New York Mets
Jason Bay went 1-for-4 in his return to the Mets following a concussion that torpedoed the second half of last season, then a rib-cage strain on the eve of this season that sent him to the DL.
The talk of Bay’s return was his final at-bat, when Astros right fielder Hunter Pence was charged with a four-base error for dropping a fly ball as Bay rounded the bases. Bay also had a ground-rule double and two strikeouts.
“The legs got a little heavy rounding third,” Bay said. “… Multiple choice listing of the possible outcomes for me today, I wasn’t picking those. I didn’t really feel a lot different. My first at-bat kind of felt like the first at-bat, almost like Opening Day. It was a little stiff. After I got that out of the way, I felt like I could relax a little bit and go out there.”
After rehabbing in Florida, there was at least curiosity how the rib-cage strain would hold up in cold weather. But Bay said he did not even think about it during the game because nothing felt irregular.
“It’s definitely not Port Charlotte out there with the weather,” Bay said, referring to the site of his final Florida State League rehab game with Class A St. Lucie on Wednesday. “All in all, I was pleased. It was quite the layoff. And to get out there and get your feet back under you, it felt good.”
As for his health, Bay added: “I didn’t even notice the side. It didn’t slow me down. There was nothing there. That’s a good thing, I guess.”
• Perhaps it’s no coincidence that David Wright’s career-high 0-for-20 slump ended while facing left-hander J.A. Happ. Wright entered the game 4-for-8 with two homers in his career against the southpaw. The third baseman finished the day 2-for-3 with a walk, three RBIs and two runs scored.
“I know I haven’t got a hit in a while, but I’ve felt pretty comfortable up there,” said Wright, who had fun with his teammates by wearing a shirt with his own picture on it in the clubhouse afterward. “I’ve felt like I’ve had some good at-bats, hit some balls hard. So I’m glad I was able to get a couple of hits today and most importantly help the team win. We’ve been scuffling. So it was good to get a win. Hopefully this can kickstart us into the weekend.”
New York Mets
• The length of Mike Nickeas’ major league career is open for debate. In fact, he is likely to be demoted Tuesday when Ronny Paulino is due to be activated from the DL.
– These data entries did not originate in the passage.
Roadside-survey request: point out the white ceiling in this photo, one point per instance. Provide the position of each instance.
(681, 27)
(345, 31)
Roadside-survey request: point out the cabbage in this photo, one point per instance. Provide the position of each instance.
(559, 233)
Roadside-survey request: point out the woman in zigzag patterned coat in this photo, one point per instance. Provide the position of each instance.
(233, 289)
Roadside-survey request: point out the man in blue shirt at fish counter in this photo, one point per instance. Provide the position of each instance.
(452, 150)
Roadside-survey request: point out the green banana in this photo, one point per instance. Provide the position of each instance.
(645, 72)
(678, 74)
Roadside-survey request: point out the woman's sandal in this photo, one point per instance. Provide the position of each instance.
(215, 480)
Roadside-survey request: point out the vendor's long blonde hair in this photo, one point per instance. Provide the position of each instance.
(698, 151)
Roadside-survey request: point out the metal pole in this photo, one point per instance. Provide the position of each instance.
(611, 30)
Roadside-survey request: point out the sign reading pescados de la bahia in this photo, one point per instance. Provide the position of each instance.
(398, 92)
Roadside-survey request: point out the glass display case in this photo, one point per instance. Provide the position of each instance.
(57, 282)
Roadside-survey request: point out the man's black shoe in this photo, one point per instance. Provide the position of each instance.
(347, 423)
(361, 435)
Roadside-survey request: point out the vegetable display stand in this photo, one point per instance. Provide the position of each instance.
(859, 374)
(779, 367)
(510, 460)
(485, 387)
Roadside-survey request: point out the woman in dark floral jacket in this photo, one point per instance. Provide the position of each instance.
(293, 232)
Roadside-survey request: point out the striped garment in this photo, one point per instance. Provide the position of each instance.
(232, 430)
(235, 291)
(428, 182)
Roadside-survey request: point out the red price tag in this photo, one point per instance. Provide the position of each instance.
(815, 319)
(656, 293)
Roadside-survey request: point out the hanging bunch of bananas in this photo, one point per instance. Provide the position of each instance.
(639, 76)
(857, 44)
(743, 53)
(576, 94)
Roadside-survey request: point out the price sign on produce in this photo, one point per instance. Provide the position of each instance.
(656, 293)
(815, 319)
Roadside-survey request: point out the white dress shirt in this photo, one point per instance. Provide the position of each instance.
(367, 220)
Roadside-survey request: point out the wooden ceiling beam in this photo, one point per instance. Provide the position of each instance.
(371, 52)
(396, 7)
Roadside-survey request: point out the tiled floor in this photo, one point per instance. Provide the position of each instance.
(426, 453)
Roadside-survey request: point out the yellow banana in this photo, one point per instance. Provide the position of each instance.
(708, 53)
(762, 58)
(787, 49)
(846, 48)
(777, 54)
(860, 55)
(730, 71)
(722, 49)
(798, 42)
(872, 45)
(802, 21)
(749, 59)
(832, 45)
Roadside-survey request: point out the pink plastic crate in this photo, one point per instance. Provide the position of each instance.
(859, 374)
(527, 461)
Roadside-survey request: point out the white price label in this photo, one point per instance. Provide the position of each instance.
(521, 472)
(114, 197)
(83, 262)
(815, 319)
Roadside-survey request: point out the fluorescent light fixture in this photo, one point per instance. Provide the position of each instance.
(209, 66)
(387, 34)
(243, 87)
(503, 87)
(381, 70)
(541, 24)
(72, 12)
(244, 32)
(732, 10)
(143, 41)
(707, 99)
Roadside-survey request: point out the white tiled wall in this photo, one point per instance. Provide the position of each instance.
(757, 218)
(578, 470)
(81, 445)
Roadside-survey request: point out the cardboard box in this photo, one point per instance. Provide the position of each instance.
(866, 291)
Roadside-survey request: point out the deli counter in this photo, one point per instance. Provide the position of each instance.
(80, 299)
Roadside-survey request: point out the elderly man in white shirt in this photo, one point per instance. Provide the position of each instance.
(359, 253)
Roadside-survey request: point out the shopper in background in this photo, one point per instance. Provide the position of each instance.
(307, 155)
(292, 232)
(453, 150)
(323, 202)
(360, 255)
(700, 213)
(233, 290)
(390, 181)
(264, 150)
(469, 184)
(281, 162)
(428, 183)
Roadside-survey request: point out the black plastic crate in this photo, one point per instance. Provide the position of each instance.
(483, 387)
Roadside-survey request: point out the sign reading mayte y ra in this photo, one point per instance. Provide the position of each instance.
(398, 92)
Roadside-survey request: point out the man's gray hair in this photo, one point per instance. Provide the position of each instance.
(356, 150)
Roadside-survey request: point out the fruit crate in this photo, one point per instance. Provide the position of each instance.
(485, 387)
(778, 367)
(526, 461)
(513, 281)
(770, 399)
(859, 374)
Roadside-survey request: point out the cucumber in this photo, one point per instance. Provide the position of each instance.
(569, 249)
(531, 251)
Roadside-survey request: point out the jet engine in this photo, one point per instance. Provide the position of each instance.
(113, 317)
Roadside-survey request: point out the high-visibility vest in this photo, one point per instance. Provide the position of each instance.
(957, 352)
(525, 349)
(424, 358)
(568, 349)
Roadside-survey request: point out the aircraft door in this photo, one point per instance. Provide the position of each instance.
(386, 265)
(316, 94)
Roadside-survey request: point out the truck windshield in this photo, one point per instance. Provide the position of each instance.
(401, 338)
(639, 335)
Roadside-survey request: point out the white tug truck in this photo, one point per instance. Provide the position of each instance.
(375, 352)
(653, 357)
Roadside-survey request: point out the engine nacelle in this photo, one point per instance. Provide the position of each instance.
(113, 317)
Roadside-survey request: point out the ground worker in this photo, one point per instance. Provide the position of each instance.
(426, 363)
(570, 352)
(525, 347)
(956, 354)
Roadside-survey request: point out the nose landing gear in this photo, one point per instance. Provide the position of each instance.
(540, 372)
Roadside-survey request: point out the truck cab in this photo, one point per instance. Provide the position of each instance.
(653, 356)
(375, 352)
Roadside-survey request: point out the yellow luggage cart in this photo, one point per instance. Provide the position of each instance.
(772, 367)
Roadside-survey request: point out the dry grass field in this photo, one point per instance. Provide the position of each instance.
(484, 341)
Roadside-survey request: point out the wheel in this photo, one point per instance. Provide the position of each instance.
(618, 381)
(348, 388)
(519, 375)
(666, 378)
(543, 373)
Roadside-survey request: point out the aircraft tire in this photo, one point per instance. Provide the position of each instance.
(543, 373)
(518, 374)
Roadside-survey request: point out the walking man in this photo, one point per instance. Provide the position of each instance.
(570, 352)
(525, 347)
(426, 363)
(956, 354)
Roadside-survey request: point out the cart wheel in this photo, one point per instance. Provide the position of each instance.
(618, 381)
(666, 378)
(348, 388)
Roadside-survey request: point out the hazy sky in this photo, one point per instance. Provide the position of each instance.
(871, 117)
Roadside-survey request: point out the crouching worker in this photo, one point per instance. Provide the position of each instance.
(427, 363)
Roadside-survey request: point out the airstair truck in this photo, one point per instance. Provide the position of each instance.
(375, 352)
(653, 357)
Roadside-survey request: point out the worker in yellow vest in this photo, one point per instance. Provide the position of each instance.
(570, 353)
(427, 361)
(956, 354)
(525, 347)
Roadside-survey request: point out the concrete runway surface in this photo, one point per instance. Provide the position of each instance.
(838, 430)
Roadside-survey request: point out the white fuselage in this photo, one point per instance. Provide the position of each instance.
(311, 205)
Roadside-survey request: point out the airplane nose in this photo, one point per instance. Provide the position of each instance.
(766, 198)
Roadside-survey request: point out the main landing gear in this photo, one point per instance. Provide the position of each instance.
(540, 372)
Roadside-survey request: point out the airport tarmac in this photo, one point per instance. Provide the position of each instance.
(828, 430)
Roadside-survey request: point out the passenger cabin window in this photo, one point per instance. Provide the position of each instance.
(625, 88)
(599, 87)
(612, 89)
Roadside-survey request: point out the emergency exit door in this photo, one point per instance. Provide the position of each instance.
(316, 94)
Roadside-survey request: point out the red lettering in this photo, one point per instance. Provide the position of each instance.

But Nickeas now has a major league homer to his credit. He opened the game’s scoring by taking Happ deep to left field.
“I’m about to touch second base and I’m like, ‘Man, I can’t even believe this is happening,’” Nickeas said. “It was a really cool moment for me. … For me, and where I’ve been throughout my career, it’s kind of one of those things like, ‘Is this going to happen for me?’ When that happened, it was just an amazing feeling.”
Nickeas did recover the ball. Spectator Zack Hample, who makes a habit of being the one to secure balls that go into the stands, traded the baseball for a bat after the game. Nickeas plans to mail the ball to his father, Mark, a former professional soccer player in the NASL.
• Chris Capuano, who limited the Astros to one run on five hits and two walks in seven innings, improved to 2-1. His pitches’ movement benefited from the gusty winds, he said.
“It was actually helping me get a little more movement on my fastball,” Capuano said.
Said Collins: “His command of his changeup was absolutely tremendous. The location, he kept it down, and I know the wind helped a lot of it, because there were some of them that just died -- just absolutely dipped out of the strike zone that they had to swing at. And he pounded the strike zone. That’s why he only had the 100 pitches in seven innings. He went after hitters.”